Le cadre légal des préconisations médicales professionnelles
Tout employeur a l'obligation légale de préserver la santé et la sécurité de ses collaborateurs. Cette responsabilité implique notamment de suivre scrupuleusement les préconisations émises par le médecin du travail lors d'une visite médicale obligatoire. Ces recommandations peuvent concerner l'aménagement, l’adaptation ou la transformation du poste de travail ou encore l’aménagement du temps de travail.
Le rôle du médecin du travail ne se limite pas à effectuer des visites de routine. Il constitue un acteur central dans la prévention des risques professionnels et l'adaptation des conditions de travail aux capacités de chaque salarié.
Une affaire emblématique : le cas du livreur et des transpalettes
Un cas récent illustre parfaitement l'étendue de ces obligations. Un livreur, à la suite d’un accident du travail, avait fait l'objet d'une visite de reprise. Le médecin du travail avait alors formellement interdit au salarié de tirer ou pousser des charges sans l’assistance d’un chariot électrique, pendant une période de cinq mois.
L'employeur avait bien pris en compte cette restriction en affectant le collaborateur sur un site équipé de transpalettes électriques. Cependant, les tournées de livraison menaient régulièrement le salarié dans des entreprises clientes ne disposant que de transpalettes manuels.
Les conséquences juridiques du non-respect
Face à cette situation, le salarié a engagé une procédure de résiliation judiciaire de son contrat de travail, invoquant le manquement de l'employeur à ses obligations sécuritaires. Cette procédure équivaut juridiquement à un licenciement sans cause réelle et sérieuse, ouvrant droit aux mêmes indemnisations.
En première instance, les magistrats avaient rejeté la demande, considérant que l'employeur ne pouvait pas connaître l'équipement de chaque client sans information de la part de son salarié.
La position ferme de la Cour de cassation
La Cour de cassation, dans un arrêt du 11 juin 2025, a tranché de manière claire : l'employeur doit s'assurer que les entreprises clientes disposent du matériel conforme aux prescriptions médicales. Cette vérification constitue une obligation non négociable dans le cadre du respect des recommandations du médecin du travail.
Cette décision élargit considérablement le périmètre de responsabilité de l’employeur, qui s'étend désormais explicitement aux lieux d'intervention externes.
Les implications pratiques pour les employeurs
Mise en place d'un système de contrôle
Les entreprises doivent désormais mettre en œuvre des procédures de vérification systématique lorsqu’un salarié, ayant des restrictions à médicales, intervient à l'extérieur des murs de l’entreprise. Cela implique :
- L'audit préalable des équipements disponibles chez les clients ;
- La négociation de conditions d'intervention adaptées ;
- La fourniture d'équipements portables si nécessaire ;
- La formation des équipes aux nouvelles procédures.
Renforcement du dialogue avec le médecin du travail
Cette jurisprudence souligne l'importance de maintenir un dialogue régulier avec le médecin du travail. Les employeurs peuvent le joindre directement ou par l'intermédiaire du service de prévention et de santé au travail (SPST) pour intégrer les contraintes d'intervention externe dès l'élaboration des recommandations médicales.

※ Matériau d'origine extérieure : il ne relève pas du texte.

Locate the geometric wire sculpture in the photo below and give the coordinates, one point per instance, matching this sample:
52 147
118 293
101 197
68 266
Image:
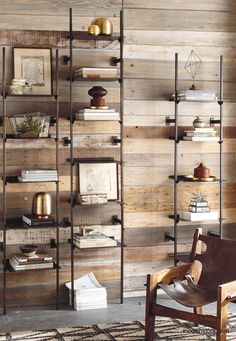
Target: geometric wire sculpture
192 66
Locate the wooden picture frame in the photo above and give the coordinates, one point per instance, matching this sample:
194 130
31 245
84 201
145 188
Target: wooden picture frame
98 177
35 66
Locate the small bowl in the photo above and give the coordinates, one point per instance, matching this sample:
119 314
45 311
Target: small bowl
29 249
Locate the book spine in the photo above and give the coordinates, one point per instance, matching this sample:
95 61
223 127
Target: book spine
199 209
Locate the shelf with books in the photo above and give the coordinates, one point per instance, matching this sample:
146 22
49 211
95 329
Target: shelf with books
190 178
9 268
199 133
26 176
97 167
15 180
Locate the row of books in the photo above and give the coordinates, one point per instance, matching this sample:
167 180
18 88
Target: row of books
91 72
88 114
20 262
196 95
88 293
95 240
32 175
201 134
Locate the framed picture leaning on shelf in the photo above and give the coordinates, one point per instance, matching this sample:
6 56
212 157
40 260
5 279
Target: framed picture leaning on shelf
35 66
98 177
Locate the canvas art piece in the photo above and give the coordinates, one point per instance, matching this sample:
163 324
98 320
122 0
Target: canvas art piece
34 66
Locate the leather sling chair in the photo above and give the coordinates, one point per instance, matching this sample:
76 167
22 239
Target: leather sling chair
210 276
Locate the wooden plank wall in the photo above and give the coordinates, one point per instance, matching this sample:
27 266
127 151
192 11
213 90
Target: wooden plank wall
154 31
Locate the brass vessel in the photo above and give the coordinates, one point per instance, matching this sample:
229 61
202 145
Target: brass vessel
105 25
42 205
94 30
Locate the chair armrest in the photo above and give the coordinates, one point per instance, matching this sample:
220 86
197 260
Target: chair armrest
228 291
166 275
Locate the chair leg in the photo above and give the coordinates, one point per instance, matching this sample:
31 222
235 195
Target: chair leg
150 318
222 315
197 310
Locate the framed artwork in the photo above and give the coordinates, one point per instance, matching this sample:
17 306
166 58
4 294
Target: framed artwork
99 177
35 66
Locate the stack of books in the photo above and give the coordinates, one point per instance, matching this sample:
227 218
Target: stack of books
20 262
33 175
198 211
32 220
88 293
88 114
91 72
198 206
95 240
196 95
201 134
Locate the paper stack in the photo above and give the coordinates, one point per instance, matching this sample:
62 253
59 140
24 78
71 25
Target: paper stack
196 95
33 175
89 114
88 293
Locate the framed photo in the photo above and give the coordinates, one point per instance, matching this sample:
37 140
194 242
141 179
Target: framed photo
35 66
99 177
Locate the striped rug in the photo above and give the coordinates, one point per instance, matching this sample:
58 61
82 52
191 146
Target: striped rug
166 329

La visite médicale de reprise devient ainsi un moment crucial pour anticiper les difficultés liées aux déplacements professionnels et aux interventions chez les clients.
Perspectives d'évolution
Cette décision de la Cour de cassation marque une évolution majeure dans l'interprétation des obligations de l'employeur. Elle renforce la protection des salariés tout en imposant aux entreprises une approche plus globale de la prévention des risques professionnels.

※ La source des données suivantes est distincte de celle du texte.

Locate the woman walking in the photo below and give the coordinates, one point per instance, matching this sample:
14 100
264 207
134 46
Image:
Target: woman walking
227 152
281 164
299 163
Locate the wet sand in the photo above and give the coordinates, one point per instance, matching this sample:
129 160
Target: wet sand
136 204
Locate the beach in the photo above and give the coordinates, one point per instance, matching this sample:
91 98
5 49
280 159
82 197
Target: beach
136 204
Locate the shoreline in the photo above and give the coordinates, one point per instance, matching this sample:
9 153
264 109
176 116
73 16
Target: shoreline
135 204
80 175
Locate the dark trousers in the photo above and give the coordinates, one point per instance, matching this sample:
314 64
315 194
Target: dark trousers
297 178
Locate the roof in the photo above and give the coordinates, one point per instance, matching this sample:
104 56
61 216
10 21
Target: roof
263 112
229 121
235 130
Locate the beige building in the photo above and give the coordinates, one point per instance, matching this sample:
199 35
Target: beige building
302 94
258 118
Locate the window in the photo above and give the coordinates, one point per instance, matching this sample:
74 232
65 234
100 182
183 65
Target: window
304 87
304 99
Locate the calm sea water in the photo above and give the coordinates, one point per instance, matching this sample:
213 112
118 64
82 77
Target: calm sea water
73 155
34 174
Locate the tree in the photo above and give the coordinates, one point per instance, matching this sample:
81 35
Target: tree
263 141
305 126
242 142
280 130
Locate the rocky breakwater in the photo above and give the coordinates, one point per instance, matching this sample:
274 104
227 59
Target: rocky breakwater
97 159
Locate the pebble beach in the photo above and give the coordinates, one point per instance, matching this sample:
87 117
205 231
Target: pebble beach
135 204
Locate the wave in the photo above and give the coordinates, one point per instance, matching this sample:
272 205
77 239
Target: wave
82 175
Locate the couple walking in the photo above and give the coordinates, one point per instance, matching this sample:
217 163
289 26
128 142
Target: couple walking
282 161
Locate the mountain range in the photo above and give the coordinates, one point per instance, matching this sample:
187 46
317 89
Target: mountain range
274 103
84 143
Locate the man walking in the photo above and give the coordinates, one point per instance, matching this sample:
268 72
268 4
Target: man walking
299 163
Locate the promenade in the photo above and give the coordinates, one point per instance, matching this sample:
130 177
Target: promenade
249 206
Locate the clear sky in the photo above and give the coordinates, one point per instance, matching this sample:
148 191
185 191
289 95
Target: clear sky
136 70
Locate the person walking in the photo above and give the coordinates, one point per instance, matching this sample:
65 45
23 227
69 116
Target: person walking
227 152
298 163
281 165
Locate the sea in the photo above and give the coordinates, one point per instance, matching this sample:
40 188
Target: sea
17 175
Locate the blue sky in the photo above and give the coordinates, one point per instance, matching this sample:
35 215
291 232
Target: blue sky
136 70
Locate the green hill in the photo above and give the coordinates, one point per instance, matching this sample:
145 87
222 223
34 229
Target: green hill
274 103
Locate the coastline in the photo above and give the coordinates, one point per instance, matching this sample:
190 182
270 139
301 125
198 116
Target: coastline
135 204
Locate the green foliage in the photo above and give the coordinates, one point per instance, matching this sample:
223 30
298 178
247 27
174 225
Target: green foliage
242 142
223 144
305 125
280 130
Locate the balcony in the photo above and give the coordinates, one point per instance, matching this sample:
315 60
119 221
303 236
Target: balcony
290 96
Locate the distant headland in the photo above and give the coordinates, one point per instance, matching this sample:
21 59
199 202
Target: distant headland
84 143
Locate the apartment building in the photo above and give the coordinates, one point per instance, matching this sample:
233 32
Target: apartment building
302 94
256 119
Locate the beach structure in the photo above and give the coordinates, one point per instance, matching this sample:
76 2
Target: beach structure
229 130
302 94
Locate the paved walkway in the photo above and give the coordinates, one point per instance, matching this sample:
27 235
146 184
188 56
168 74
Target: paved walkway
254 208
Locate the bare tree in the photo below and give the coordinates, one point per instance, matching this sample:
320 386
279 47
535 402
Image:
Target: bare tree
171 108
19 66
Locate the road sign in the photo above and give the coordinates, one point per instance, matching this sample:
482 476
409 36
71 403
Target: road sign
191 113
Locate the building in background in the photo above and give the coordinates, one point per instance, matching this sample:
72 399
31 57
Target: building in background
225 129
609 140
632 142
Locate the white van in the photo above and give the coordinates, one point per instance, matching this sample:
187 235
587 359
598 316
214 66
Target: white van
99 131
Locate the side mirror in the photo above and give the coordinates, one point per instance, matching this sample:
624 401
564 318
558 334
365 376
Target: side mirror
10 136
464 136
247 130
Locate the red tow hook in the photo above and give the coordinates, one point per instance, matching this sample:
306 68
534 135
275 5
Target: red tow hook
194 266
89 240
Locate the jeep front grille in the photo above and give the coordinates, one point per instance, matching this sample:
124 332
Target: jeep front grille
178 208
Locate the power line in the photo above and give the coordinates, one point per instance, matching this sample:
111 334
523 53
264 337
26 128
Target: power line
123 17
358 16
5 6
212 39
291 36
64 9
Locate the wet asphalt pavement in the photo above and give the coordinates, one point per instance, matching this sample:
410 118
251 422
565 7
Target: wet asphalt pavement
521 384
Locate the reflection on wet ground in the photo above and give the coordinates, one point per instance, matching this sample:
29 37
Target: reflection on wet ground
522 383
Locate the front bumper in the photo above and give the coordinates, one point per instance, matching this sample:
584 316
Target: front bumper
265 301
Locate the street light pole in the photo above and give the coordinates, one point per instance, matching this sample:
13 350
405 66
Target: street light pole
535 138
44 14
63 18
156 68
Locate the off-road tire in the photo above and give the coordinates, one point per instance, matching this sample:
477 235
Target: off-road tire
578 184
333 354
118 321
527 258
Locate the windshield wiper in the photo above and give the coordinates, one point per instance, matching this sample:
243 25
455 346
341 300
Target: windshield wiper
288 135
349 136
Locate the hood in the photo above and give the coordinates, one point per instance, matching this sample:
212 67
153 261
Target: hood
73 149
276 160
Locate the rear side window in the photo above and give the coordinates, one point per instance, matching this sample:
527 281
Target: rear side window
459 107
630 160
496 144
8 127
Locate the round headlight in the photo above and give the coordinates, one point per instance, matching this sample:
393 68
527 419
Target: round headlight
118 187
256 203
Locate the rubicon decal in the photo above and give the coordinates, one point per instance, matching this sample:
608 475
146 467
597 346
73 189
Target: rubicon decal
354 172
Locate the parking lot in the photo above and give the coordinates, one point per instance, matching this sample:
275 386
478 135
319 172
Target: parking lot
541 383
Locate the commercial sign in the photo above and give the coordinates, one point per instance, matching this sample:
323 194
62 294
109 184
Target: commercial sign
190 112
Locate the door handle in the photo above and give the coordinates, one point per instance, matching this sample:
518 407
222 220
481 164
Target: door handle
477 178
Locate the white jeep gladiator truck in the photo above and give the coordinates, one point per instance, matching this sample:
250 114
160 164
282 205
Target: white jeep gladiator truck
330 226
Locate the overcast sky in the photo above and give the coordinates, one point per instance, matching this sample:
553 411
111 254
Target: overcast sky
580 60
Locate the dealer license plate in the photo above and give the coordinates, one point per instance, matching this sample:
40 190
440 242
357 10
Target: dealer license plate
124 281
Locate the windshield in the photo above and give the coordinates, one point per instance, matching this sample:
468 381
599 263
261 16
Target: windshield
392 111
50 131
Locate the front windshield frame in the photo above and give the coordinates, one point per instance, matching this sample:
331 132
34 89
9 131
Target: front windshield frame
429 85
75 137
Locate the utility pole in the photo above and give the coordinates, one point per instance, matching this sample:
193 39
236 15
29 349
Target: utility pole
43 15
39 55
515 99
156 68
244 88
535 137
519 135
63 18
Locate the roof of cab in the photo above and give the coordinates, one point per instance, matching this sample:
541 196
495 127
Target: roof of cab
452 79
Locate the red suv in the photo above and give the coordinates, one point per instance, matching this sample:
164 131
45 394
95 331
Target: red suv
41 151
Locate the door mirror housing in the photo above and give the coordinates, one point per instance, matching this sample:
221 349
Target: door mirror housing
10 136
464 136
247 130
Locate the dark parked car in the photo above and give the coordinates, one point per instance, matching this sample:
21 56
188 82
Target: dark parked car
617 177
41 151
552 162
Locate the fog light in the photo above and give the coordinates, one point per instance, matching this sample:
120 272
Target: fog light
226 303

Les employeurs doivent maintenant repenser leurs relations contractuelles avec leurs clients et partenaires, en intégrant systématiquement les exigences de santé et sécurité au travail dans leurs accords commerciaux. Le secret médical du médecin du travail reste bien entendu préservé, mais les recommandations pratiques doivent être communiquées de manière à permettre leur application effective.